The greatest compliment for a study with a controversial argument is, however, that there is a lot to learn from it even if one does not agree with the underlying diagnosis. Johnston’s book deserves this compliment in full. First of all, it makes the reader understand why a labor market-based account of the EA crisis is so convincing to many political economists. It relies on well-researched institutions, notably collective wage bargains that can claim relevance in normal times. We do not have the equivalent knowledge of financial institutions because financial economists research elements of contracts rather than macro-institutions. The time-honoured classification of the ‘patient’ house bank system in coordinated market economies and the ‘impatient’ stock markets of the liberal market economies is too simplistic.

Secondly, Johnston’s book tells the reader what it would take for a financial-markets based account to be equally convincing. Her study identifies actors and forces that can be held responsible for the crisis. Corporatist labor markets are to blame. Johnston turns this finding astutely into an argument against neoliberal labour market reforms. The alleged rigidity of corporatist labour markets is exactly what delivers coordinated wage moderation that renders the Northern European economies so competitive. A financial market based account by contrast relies on self-fulfilling crises, contagion and amplification mechanisms that do not allow firm predictions of who will get into crisis and who is to blame for it.

Thirdly, the labor market-based diagnosis has clear policy implications. They combine a supply-side diagnosis (too high or low wage costs) with a demand-side remedy (North should spend more) that clearly addresses national policymakers and wage bargainers. This nicely ties in with the mainstream economic theory of New Keynesianism/ New Neoclassical Synthesis. The policy implications for a financial markets diagnosis cannot sustain such a national analytical focus and depends for its realization on international regulatory cooperation and supranational technocracies. Most political economists are rather sceptical of both the possibility and the desirability of either.
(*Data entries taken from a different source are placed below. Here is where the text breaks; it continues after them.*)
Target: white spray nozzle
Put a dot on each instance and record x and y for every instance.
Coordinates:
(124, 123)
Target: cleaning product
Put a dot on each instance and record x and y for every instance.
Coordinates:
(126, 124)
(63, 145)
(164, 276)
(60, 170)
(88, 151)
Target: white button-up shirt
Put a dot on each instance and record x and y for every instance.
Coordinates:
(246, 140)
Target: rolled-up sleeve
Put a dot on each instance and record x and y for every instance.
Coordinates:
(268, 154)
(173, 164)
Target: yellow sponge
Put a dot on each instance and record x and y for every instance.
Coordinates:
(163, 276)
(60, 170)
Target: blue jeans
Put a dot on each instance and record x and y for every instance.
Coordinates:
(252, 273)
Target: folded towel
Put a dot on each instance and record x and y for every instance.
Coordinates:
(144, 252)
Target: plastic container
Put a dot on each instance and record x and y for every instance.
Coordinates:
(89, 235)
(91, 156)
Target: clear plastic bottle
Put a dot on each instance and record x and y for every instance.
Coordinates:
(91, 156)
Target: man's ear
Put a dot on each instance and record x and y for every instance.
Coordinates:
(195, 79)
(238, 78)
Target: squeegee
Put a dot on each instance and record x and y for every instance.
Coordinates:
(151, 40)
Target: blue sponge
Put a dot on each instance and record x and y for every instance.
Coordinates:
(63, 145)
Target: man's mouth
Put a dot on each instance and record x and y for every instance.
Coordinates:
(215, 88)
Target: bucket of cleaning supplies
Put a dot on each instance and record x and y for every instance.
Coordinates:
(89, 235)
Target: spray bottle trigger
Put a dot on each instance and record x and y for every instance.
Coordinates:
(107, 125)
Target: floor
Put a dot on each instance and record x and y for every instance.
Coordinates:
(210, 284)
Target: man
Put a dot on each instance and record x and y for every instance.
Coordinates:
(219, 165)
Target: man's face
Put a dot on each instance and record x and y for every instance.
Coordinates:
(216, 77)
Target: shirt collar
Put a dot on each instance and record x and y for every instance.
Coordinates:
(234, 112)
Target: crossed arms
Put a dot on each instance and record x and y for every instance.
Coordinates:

Last but not least, Johnston’s study is a showcase of sound and sophisticated methodology that should be read by any student in comparative political science for that reason alone. The study starts with a clear theoretical framework. It comes in the guise of a sequential bargaining game, which captures the regime change that the monetary union meant for national wage bargains and how these bargains then sustained the rising imbalances between member states. A panel analysis of all relevant countries proceeds to test predictions generated by this framework. The empirical study is completed by a pairwise comparison of countries that address specific objections to the diagnosis that divergent trends in wage competitiveness caused the EA crisis. The concluding chapter widens the perspective again and explains how the EMU favored Northern European countries so much and spelled disaster for Southern Europe with their uncoordinated wage bargains.

Johnston’s book is a major achievement that even those readers who ultimately do not agree with its diagnosis can read to great benefit. It is hard to improve upon as far as the institutionalist labor market diagnosis is concerned and hopefully inspires similar efforts in analysing financial market institutions.